Is there a closed form for: $\int_0^1 \left(\frac{x^p − x^q}{\ln x}\right)^2 dx $

Question

$$I(p,q)=\int_0^1 \left(\frac{x^p − x^q}{\ln x}\right)^2 dx $$

I have already prove that $I(p,q)$ converges iff $p,q\in(-\frac{1}{2},\infty)$

Now I need to fine the closed expression of $I(p,q)$ could anyone help?
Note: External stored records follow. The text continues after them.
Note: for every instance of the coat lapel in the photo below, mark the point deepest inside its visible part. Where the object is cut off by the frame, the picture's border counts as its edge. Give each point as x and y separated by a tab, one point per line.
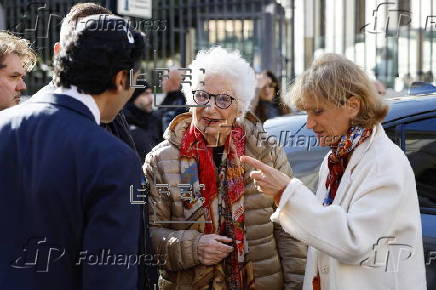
355	159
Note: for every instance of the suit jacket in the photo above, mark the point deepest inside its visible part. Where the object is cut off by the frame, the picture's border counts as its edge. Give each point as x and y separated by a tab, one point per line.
65	217
370	237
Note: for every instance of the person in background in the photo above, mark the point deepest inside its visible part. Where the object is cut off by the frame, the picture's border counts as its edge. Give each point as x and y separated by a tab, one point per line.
379	87
218	235
144	123
16	58
269	102
118	127
171	85
65	183
363	224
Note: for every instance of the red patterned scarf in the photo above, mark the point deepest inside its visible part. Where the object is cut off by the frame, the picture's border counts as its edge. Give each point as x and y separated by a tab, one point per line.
338	158
220	202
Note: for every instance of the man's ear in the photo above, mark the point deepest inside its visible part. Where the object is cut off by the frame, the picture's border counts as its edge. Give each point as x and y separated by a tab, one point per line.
57	48
121	80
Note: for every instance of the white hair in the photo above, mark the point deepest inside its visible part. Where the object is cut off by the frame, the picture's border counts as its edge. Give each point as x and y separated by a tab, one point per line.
219	61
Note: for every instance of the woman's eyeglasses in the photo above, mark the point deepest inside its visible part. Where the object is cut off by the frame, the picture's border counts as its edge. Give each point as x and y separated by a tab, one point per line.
222	101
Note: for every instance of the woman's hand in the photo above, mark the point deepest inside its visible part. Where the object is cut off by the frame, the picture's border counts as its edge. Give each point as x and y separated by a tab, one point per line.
268	180
211	249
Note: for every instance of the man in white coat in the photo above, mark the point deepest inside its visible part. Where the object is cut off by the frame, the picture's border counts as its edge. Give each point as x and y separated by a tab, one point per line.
363	224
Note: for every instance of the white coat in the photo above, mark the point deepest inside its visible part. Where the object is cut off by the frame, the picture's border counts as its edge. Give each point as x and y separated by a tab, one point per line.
370	237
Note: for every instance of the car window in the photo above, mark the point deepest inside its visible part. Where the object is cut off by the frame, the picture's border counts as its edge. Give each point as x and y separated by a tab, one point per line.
420	147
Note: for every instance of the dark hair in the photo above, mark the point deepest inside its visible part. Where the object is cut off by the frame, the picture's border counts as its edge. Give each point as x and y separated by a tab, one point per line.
90	59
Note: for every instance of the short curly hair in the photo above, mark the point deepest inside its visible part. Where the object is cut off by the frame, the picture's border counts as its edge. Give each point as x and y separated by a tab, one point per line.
90	59
230	64
78	11
335	79
10	43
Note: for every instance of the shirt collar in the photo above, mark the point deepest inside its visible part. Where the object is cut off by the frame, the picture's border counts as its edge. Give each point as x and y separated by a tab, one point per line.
86	99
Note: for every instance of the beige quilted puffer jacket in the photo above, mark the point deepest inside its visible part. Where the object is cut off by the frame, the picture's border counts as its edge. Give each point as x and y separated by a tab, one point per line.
279	260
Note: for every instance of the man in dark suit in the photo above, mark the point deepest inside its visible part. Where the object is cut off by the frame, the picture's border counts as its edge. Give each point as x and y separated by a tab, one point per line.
66	219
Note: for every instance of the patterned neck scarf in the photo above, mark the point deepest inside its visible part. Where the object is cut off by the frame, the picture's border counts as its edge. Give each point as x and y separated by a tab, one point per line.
338	159
220	203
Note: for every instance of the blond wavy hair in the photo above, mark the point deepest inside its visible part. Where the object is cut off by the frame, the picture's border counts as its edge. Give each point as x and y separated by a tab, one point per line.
10	43
335	79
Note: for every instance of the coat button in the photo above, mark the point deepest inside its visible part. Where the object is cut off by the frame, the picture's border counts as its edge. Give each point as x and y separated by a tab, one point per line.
324	269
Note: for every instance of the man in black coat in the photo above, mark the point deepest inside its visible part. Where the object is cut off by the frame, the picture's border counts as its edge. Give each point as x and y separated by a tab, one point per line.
65	212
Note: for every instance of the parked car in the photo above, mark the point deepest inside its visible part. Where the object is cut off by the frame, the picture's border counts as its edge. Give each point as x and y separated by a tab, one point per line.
410	123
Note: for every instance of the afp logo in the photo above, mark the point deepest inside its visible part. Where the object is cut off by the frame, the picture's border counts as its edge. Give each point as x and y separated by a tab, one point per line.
38	254
387	255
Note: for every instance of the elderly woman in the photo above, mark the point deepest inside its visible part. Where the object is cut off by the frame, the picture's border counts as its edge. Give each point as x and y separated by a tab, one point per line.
363	224
210	221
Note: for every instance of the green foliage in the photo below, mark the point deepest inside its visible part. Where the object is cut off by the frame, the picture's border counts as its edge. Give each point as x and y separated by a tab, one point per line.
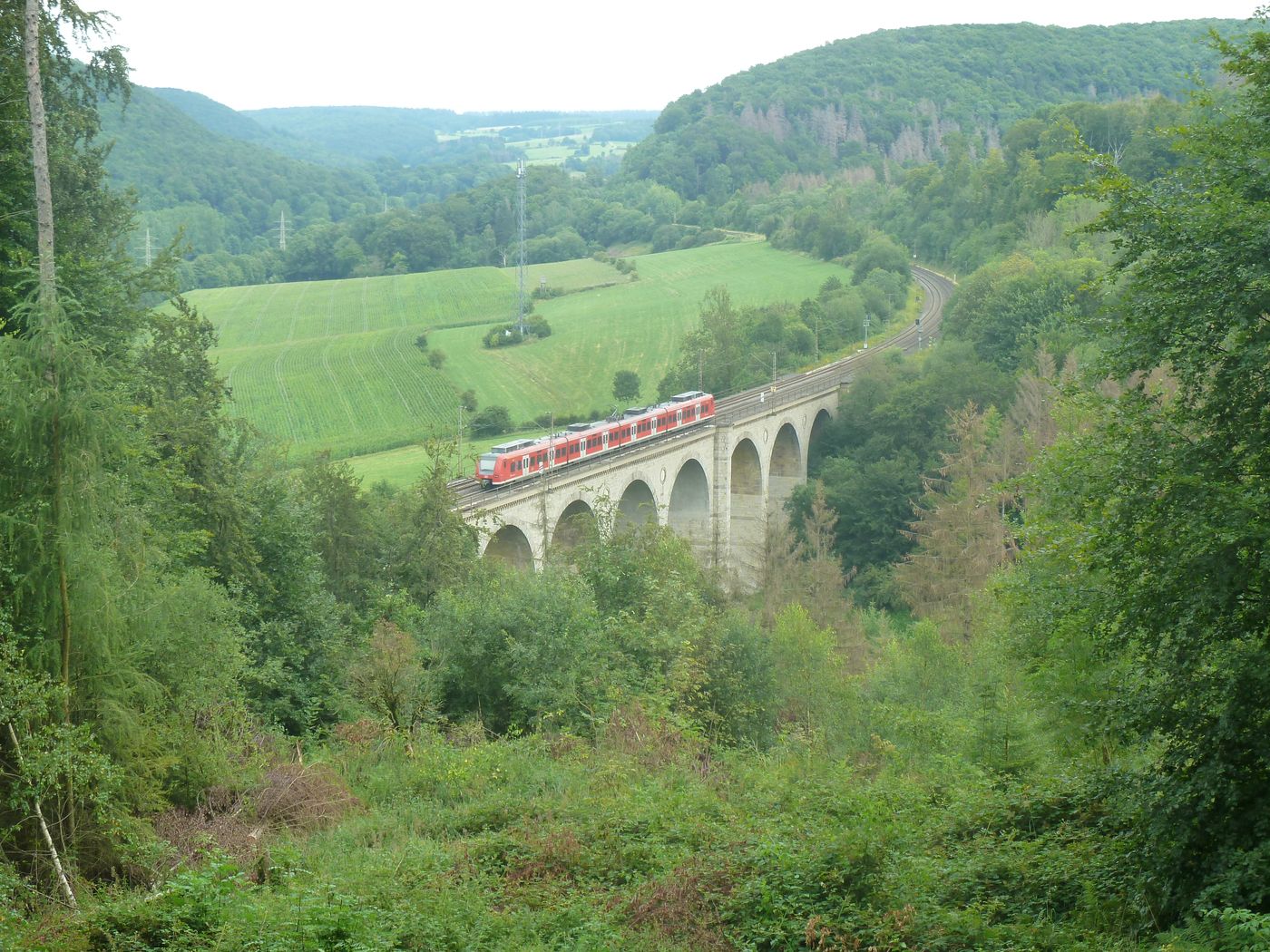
891	428
517	650
1162	491
1005	308
626	386
853	103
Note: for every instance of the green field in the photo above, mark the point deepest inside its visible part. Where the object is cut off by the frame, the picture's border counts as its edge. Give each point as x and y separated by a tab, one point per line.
334	365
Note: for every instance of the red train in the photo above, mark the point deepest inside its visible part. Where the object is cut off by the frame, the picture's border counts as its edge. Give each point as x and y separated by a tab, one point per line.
523	459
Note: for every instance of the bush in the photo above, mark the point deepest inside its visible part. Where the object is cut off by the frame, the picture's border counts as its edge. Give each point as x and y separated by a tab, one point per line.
492	421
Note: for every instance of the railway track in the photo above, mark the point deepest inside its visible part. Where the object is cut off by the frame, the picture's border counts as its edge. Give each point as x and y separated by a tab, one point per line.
786	390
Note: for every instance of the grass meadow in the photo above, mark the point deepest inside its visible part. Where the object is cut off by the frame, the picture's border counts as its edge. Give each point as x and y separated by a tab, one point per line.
333	365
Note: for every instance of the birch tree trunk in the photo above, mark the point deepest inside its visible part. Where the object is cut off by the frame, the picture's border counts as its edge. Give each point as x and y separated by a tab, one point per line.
47	313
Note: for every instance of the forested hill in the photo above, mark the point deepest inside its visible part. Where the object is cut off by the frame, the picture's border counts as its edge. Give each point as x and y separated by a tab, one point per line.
222	190
898	94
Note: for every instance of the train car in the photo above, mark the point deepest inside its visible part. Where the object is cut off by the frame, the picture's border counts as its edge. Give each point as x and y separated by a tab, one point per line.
524	459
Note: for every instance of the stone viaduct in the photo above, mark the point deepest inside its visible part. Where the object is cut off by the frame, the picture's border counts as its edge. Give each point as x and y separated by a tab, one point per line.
714	484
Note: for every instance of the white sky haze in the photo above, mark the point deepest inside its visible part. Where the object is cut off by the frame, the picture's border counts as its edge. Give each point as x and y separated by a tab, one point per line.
497	54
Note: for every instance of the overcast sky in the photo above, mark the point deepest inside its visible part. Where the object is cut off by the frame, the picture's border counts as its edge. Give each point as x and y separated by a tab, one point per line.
556	54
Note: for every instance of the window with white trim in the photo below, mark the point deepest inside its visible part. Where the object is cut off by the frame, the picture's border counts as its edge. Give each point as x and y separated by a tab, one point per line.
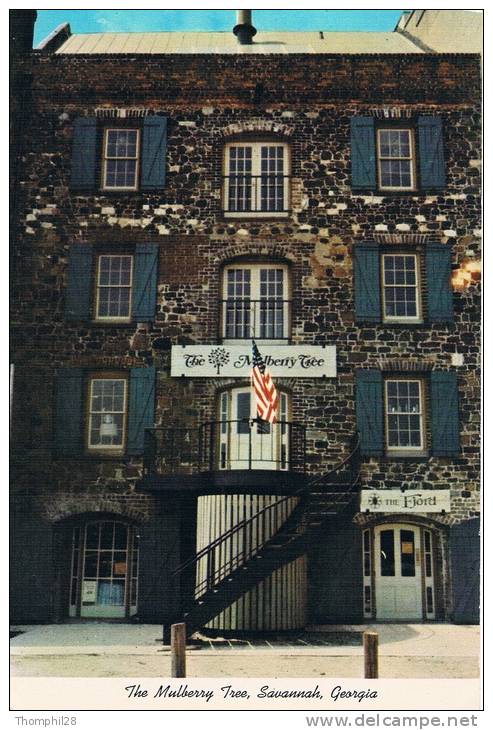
404	415
256	179
107	413
396	159
121	159
256	302
401	288
114	287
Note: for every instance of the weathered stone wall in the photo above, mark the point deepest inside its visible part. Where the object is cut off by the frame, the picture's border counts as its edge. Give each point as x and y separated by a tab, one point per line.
307	103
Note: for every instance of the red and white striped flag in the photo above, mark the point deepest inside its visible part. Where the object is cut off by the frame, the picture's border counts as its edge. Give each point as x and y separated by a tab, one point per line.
264	389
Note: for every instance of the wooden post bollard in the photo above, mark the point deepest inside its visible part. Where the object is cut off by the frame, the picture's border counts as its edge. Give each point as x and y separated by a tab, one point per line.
370	647
178	646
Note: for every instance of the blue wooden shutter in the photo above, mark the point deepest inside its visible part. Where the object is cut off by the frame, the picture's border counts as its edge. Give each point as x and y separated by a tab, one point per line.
68	417
140	407
438	272
153	153
444	413
431	157
363	162
145	282
369	411
367	304
83	173
79	282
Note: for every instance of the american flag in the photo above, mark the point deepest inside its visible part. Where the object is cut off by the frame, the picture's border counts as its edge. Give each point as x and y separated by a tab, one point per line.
264	389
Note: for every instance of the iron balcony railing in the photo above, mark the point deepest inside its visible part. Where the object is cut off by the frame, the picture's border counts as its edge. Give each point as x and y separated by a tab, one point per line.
225	445
268	193
264	319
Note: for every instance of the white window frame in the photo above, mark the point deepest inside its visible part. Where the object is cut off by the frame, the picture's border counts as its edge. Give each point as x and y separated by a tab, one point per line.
101	318
256	147
106	157
411	158
114	448
417	287
255	285
429	577
405	449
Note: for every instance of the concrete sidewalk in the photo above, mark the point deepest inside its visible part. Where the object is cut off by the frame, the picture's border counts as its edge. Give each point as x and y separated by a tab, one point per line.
106	649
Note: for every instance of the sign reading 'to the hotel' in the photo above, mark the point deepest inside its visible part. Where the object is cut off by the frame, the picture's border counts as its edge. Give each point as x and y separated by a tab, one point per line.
411	500
226	361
My first attempt was to write

$$\frac{x^p − x^q}{\ln x}=\int_q^px^tdt$$

What next?

Answer 1

$\newcommand{\bbx}[1]{\,\bbox[15px,border:1px groove navy]{\displaystyle{#1}}\,} \newcommand{\braces}[1]{\left\lbrace\,{#1}\,\right\rbrace} \newcommand{\bracks}[1]{\left\lbrack\,{#1}\,\right\rbrack} \newcommand{\dd}{\mathrm{d}} \newcommand{\ds}[1]{\displaystyle{#1}} \newcommand{\expo}[1]{\,\mathrm{e}^{#1}\,} \newcommand{\ic}{\mathrm{i}} \newcommand{\mc}[1]{\mathcal{#1}} \newcommand{\mrm}[1]{\mathrm{#1}} \newcommand{\pars}[1]{\left(\,{#1}\,\right)} \newcommand{\partiald}[3][]{\frac{\partial^{#1} #2}{\partial #3^{#1}}} \newcommand{\root}[2][]{\,\sqrt[#1]{\,{#2}\,}\,} \newcommand{\totald}[3][]{\frac{\mathrm{d}^{#1} #2}{\mathrm{d} #3^{#1}}} \newcommand{\verts}[1]{\left\vert\,{#1}\,\right\vert}$ \begin{align} \mrm{I}\pars{p,q} & \equiv \int_{0}^{1}\bracks{x^{p} − x^{q} \over \ln\pars{x}}^{2}\,\dd x = \int_{0}^{1}\pars{x^{2p} − 2x^{p + q} + x^{2q}}\ \overbrace{\int_{0}^{\infty}x^{t}\, t\,\dd t}^{\ds{{1 \over \ln^{2}\pars{x}}}}\ \,\dd x \\[5mm] & = \int_{0}^{\infty}t\int_{0}^{1} \pars{x^{2p + t} - 2x^{p + q + t} + x^{2q + t}}\,\dd x\,\dd t \\[5mm] & = \int_{0}^{\infty}\pars{{t \over t + 2p + 1} - 2\,{t \over t + p + q + 1} + {t \over t + 2q + 1}}\,\dd t \\[5mm] & = \int_{0}^{\infty}\pars{-\,{2p + 1 \over t + 2p + 1} + {2\pars{p +q + 1} \over t + p + q + 1} - {2q + 1 \over t + 2q + 1}}\,\dd t \\[5mm] & = \left.\ln\pars{\bracks{t + p + q + 1}^{2p + 2q + 2} \over \bracks{t + 2p + 1}^{2p + 1}\bracks{t + 2q + 1}^{2q + 1}} \right\vert_{\ t\ =\ 0}^{\ t\ \to\ \infty} \\[5mm] & = \bbx{\ln\pars{ \bracks{2p + 1}^{2p + 1}\bracks{2q + 1}^{2q + 1}\over \bracks{p + q + 1}^{2p + 2q + 2}}} \end{align}

Answer 2

Building off of your idea.... $$ \begin{align} \int_0^1\left(\frac{x^p − x^q}{\ln x}\right)^2\,dx &=\int_0^1\left(\int_q^px^tdt\right)^2\,dx\\ &=\int_0^1\left(\int_q^p x^t\,dt\right)\left(\int_q^px^s\,ds\right)\,dx\\ &=\int_0^1\int_q^p\int_q^p x^tx^s\,dt\,ds\,dx \end{align} $$ Now change the order of integration. Can you take it from here?